Watson, the computer Behemoth in Jeopardy!

Alex Popescu's excellent blog mentioned the DeepQA project and IBM's supercomputer Watson. Watson's recent appearance on the US TV show Jeopardy!. Interestingly, DeepQA uses both Apache Hadoop and UIMA to analyse large volumes of documents to build DeepQA's knowledge-base.

As explained in https://www.stanford.edu/class/cs124/AIMagzine-DeepQA.pdf
"To preprocess the corpus and create fast run-time indices we used Hadoop. UIMA annotators were easily deployed as mappers in the Hadoop map-reduce framework. Hadoop distributes the
content over the cluster to afford high CPU utilization and provides convenient tools for deploying, managing, and monitoring the corpus analysis process."
which is exactly what Behemoth does (how very reassuring!).

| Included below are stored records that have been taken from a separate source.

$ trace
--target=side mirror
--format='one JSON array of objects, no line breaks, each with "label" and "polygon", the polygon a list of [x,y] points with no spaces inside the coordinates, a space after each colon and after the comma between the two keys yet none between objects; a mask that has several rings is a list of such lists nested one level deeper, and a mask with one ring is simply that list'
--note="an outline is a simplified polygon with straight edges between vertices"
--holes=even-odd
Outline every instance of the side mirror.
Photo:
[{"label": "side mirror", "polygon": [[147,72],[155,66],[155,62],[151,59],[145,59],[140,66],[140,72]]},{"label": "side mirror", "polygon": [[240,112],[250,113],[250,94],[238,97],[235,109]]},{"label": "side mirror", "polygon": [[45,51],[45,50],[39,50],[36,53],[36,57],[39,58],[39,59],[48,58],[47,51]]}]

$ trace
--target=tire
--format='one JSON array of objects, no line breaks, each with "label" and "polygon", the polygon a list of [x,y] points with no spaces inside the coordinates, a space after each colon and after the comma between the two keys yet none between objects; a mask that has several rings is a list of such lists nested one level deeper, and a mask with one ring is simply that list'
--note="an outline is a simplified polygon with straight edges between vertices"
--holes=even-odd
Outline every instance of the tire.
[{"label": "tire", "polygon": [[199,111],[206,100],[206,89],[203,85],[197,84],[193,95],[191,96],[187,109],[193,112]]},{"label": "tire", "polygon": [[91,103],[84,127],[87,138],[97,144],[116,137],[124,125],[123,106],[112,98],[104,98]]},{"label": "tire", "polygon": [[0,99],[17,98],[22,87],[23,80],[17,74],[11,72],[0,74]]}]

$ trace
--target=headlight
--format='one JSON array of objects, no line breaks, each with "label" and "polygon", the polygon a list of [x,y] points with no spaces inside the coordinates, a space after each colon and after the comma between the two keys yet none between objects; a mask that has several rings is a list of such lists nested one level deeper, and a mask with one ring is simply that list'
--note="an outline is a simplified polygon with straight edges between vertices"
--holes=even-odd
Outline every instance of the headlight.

The article also mentions UIMA-AS and it is not entirely clear what part of the system uses what : is UIMA-AS used for the runtime analysis of the questions and Hadoop for the background learning?

Would be interesting to know what sort of UIMA annotators were used internally for the analysis of the text and, more importantly from Behemoth's point of view, whether it could have been used for this project and/or what features would have been required to get it to work on DeepQA.